They pass by your puffed inflated chest you are bow-legged and small eyed because of sighs, delusions, or failures.
Not the holes in your shoes you refuse to repair, but your hideous obsession with television shows— Each episode fantasy reenacts your prince character’s lesson, your talking points vacuous-timbered laughing at physics like a stuffed head hung on a mantle defying. The unloved, forest floor pine needles and cat piss.
I see finger prints on my parent’s wedding photos but I don’t remember whose. They’ve shifted under so many hands, and I forgot why I’m always in places I don’t want to be. I know there’s a good reason, but it slides out of my mind and so far from my tongue. While my sister’s dyeing Easter eggs, she writes “Fuck” on one, and draws a cross on the other. They sit side by side in the egg carton, and I want a cigarette but my mom will want one too. Smoking with her means insults hurled at the man in whose image I’m made. Everything I never wanted is a television set stuck on a murder a minute, phrases that turn into jokes the more they become truth. “Let it ride, baby girl.” I heard it as clearly as if you were sitting next to me in the breakfast nook of a yellow kitchen where framed Dala horse needle points line the walls.
“You’re so pretty,” he whispered delicately. His perfect pink lips were so close to my ear, I longed for them to meet, “Let me take you home tonight.”
He brushed a hair out of my face, sending goosebumps rippling throughout my body. I put my hand on his chest gently at first, but then I began to apply pressure as he howled in pain. I broke through his sternum and grabbed his still-beating heart to take a desperate, hungry bite. I laughed maniacally, swallowing chunks whole. I threw the rest on the ground and turned to flee. One woman in the bar began to slow-clap. Others joined. Soon all of the women were on their feet, applauding and cheering like a twisted jr. high pep rally. And you know what I did, right there in that bar after the full glory of my triumph? I slipped on a pile of blood. I blushed, muttered “excuse me” and ran to the bathroom humiliated. I guess some things never change!

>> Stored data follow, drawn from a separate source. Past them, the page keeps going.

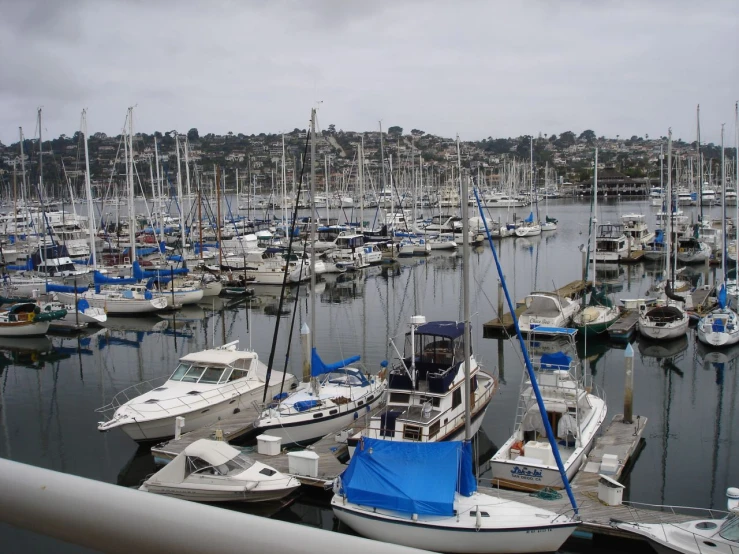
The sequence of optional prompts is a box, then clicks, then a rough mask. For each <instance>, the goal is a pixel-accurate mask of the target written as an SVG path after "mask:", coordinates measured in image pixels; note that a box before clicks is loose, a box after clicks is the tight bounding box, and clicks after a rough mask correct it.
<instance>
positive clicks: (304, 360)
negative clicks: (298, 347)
mask: <svg viewBox="0 0 739 554" xmlns="http://www.w3.org/2000/svg"><path fill="white" fill-rule="evenodd" d="M300 343H301V345H302V347H303V382H304V383H306V382H308V381H310V354H311V351H310V350H311V349H310V346H311V342H310V328H309V327H308V324H307V323H303V325H302V326H301V327H300Z"/></svg>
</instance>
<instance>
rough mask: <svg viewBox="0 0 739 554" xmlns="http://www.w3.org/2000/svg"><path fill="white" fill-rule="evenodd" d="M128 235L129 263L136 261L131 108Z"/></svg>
mask: <svg viewBox="0 0 739 554" xmlns="http://www.w3.org/2000/svg"><path fill="white" fill-rule="evenodd" d="M128 235H129V237H130V239H131V263H133V262H135V261H136V210H135V209H134V206H133V108H128Z"/></svg>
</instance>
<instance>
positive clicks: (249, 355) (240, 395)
mask: <svg viewBox="0 0 739 554" xmlns="http://www.w3.org/2000/svg"><path fill="white" fill-rule="evenodd" d="M238 342H239V341H238V340H236V341H233V342H230V343H228V344H224V345H223V346H220V347H218V348H211V349H208V350H202V351H200V352H194V353H192V354H188V355H186V356H183V357H182V358H180V364H179V365H178V366H177V369H175V371H174V373H172V375H171V376H169V377H161V378H159V379H153V380H151V381H147V382H145V383H140V384H138V385H135V386H133V387H129V388H128V389H125V390H123V391H121V392H119V393H118V394H116V395H115V397H114V398H113V401H112V402H111V403H110V404H108V405H107V406H103V407H102V408H99V409H98V410H97V411H98V412H100V413H104V414H110V413H111V412H112V417H111V418H110V419H108V420H107V421H101V422H100V423H99V424H98V430H99V431H109V430H111V429H115V428H116V427H120V428H121V429H122V430H123V431H124V432H125V433H126V434H127V435H128V436H129V437H131V438H132V439H134V440H136V441H156V440H162V439H166V438H168V437H171V436H173V435H174V429H175V427H174V426H175V419H176V418H177V417H179V416H183V417H185V426H184V427H183V429H182V431H183V432H187V431H191V430H193V429H198V428H200V427H205V426H206V425H210V424H211V423H215V422H216V421H218V420H219V419H221V418H222V417H224V416H226V415H230V414H233V413H237V410H240V409H241V407H242V406H246V405H250V404H251V403H252V402H253V401H254V400H259V401H261V399H262V395H263V393H264V387H265V380H266V376H267V366H265V365H264V364H263V363H262V362H260V361H259V356H258V355H257V353H256V352H254V351H251V350H237V349H236V345H237V344H238ZM282 380H283V373H282V372H281V371H274V370H273V371H272V372H271V374H270V380H269V383H266V386H267V387H268V389H269V390H268V391H267V395H268V396H269V398H272V396H274V395H275V394H276V393H277V392H278V391H279V389H280V386H281V382H282ZM294 383H295V378H294V377H293V376H289V377H288V378H287V379H286V382H285V386H286V387H288V388H290V387H291V386H294ZM147 388H148V389H149V390H148V392H145V393H143V394H142V393H141V391H142V390H145V389H147Z"/></svg>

A man with a blurry face asked me to dance. He cooed in my ear with Neil Armstrong swagger “What are you thinking?” Implied: I am the first man on the moon. This is what I am thinking:The black mamba and his ten thousand scales. The pills, and the dandelion. The lovers who spit my teeth out and laugh. They laugh at my gap-toothed grin. They lick my body expecting honey, then recoil tasting everything but. My father’s beard, my mother’s wrists, and the way they will share a coffin even though they hate each other. The way Law and Order becomes company just like nothing becomes food and bad days become a way of life and tears become the flu. Or a cold. Or tired. Or busy. What the fuck does he know about the nights stacked on top of each other, 8,366 high. It’d be pretty easy to dig right through me, since he has no idea what he’s looking for. I’d spit dirt in his eye, but I’m worried I just might heal him.